Monday, September 30, 2013

Google Earth Exercise for Biblical Geography

In the previous post, I provided an exercise for learning how to use Google Maps in the service of biblical geography. I've now prepared another exercise for learning how to use Google Earth. Google Maps has incorporated some features of Google Earth and vice versa, but there are features in Earth that remain unique and particularly helpful for biblical studies. 

If you are not familiar with Google Earth, this exercise provides a step-by-step introduction to it. If you are acquainted with it, the exercise highlights features related to biblical geography. In particular, I have pasted in section 7 of the exercise below which provides links to some of the most helpful addins (KMZ files) for biblical geography.

This exercise was composed simply based on my experiences with the program. I certainly may have overlooked something significant, so please share what you know in the comments.

HERE is the PDF exercise you can download.

Section 7 of the exercise: 


Now that you have a general idea of how Google Earth works, how can we maximize its use for doing biblical geography? Here are files and links you will want to use that can be saved in the My Places panel on the left. 
(Note: Google Earth uses KMZ and KML to store location data. Clicking on the KMZ or KML links below. You cana open them in Google Earth, and they will appear in your Temporary Places at the bottom of the My Places panel. If you decide you want to save that collection, right click on it and “Save to My Places.” When you exit Google Earth, it will ask if you want to save the files that are in the Temporary Places.)

Friday, September 27, 2013

Google Maps Exercise for Biblical Geography

I'm teaching a survey course on the lands of the Bible.

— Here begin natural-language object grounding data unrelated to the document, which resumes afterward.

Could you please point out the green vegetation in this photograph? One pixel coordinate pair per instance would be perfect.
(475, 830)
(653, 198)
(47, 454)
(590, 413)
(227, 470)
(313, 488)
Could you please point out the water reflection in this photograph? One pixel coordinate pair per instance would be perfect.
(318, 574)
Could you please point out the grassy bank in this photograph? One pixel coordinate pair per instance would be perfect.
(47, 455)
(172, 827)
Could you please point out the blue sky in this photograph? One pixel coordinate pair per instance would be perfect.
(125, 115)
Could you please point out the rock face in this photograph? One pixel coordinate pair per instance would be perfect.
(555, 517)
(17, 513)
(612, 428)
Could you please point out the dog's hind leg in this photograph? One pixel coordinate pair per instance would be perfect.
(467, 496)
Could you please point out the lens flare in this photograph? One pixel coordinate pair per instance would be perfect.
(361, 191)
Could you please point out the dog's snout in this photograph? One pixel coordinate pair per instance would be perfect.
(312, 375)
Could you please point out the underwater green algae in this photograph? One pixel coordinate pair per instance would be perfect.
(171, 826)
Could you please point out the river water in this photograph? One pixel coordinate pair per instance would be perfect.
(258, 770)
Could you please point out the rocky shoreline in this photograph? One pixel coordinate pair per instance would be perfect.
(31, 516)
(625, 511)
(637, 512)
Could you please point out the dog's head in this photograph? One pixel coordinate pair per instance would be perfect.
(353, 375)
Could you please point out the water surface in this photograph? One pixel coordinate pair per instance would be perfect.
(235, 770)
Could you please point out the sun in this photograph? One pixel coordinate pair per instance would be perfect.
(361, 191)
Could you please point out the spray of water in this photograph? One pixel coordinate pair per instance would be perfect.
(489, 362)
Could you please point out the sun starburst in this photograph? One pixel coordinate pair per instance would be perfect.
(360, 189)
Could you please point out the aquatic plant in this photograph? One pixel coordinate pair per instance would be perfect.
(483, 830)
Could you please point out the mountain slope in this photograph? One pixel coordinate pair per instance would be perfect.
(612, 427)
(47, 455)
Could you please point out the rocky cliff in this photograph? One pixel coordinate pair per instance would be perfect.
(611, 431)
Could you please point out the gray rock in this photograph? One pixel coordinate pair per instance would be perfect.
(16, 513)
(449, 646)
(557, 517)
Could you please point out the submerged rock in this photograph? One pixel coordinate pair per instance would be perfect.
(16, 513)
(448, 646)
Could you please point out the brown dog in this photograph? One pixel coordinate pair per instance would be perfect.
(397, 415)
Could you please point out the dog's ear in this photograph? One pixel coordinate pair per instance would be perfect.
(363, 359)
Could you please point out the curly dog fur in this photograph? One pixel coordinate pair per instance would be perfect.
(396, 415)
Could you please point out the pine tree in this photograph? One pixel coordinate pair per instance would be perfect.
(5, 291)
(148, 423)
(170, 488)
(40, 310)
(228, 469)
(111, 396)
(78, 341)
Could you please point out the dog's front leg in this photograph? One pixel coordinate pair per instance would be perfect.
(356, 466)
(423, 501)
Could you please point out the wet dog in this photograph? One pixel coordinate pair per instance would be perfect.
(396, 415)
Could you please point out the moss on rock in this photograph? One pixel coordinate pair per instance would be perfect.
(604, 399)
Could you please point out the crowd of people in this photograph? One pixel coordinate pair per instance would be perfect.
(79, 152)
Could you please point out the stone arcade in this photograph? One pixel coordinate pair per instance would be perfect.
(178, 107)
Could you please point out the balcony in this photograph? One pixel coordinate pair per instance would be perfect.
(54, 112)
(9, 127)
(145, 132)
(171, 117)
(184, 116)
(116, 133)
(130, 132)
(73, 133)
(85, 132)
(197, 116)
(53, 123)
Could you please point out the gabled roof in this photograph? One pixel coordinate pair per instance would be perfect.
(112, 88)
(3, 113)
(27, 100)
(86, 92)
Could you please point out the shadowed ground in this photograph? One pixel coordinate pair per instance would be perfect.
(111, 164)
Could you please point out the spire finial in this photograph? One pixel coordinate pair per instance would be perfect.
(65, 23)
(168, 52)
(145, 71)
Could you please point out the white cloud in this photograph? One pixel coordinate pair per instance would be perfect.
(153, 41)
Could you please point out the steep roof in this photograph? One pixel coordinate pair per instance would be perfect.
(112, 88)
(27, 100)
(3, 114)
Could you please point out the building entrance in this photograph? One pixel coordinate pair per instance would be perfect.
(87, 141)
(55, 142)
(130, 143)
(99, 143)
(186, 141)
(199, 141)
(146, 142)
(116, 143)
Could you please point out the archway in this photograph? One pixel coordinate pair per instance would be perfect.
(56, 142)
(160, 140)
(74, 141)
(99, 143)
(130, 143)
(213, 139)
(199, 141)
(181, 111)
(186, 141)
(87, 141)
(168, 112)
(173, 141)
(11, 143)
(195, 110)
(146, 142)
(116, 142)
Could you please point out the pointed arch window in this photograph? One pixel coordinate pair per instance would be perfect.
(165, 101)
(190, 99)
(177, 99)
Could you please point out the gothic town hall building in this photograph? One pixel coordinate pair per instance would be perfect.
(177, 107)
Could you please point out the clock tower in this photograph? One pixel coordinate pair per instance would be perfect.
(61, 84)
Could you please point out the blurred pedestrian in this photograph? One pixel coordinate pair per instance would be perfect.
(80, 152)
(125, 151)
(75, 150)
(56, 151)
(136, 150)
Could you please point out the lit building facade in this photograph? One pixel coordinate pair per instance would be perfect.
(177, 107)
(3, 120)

Google Maps is an outstanding (and free) resource for experiencing the lands virtually. To help those who are not fully familiar with the features in Google Maps, I composed a brief exercise to help students see what is possible, especially as it pertains to biblical geography. In the exercise, step by step directions are provided to:
  • learn basic navigation skills in Google Maps
  • use Map, Satellite, Earth, Terrain, and Street Views
  • see Panaramio photos
HERE is the PDF file to use. If you have other good suggestions, let me know.

I have now posted another exercise for Google Earth.

Monday, September 23, 2013

SBL releases new SBL BibLit font!

I just received this excellent news from SBL. What this Unicode font does is combine the previously released SBL Hebrew and SBL Greek Unicode fonts and add transliteration characters. Click on the links to obtain the font.
The Society of Biblical Literature is pleased to announce the newest font in the SBL fonts series,  SBL BibLit.  This font contains Latin, Greek, and Hebrew characters, including the characters suitable for the transliteration of Ancient Near Eastern and Mediterranean languages. When combined with appropriate software keyboards, SBL BibLit allows for the use of one font for all biblical languages. This release is of a regular weight only; italic and bold weights will not be released at this time.
In addition to the release of the SBL BibLit font, SBL is also making available software keyboards for both Windows and Macintosh OS X operating systems that give easier access to the diacritics necessary for the transliteration of Ancient Near Eastern and Mediterranean languages. These keyboards, along with the font file and the previously-released SBL fonts, can be downloaded from the SBL website.
Instructions for their installation and use are also available in the updated Biblical Fonts FAQ,
including platform-specific instructions for Windows 7, Windows 8, and Macintosh OS X.
Joining SBL Hebrew and SBL Greek, SBL BibLit is the third font of the SBL font series. All of these fonts were commissioned by the Society of Biblical Literature to assist in the society's mission to foster biblical scholarship. John Hudson of
Tiro Typeworks designed each font, ensuring that each one represented the cutting edge of font technology, maintained full Unicode compatibility, and that each would be as beneficial as possible to scholars in biblical studies and related disciplines. SBL is pleased to present this font as the final installment and the culmination of the initial font series.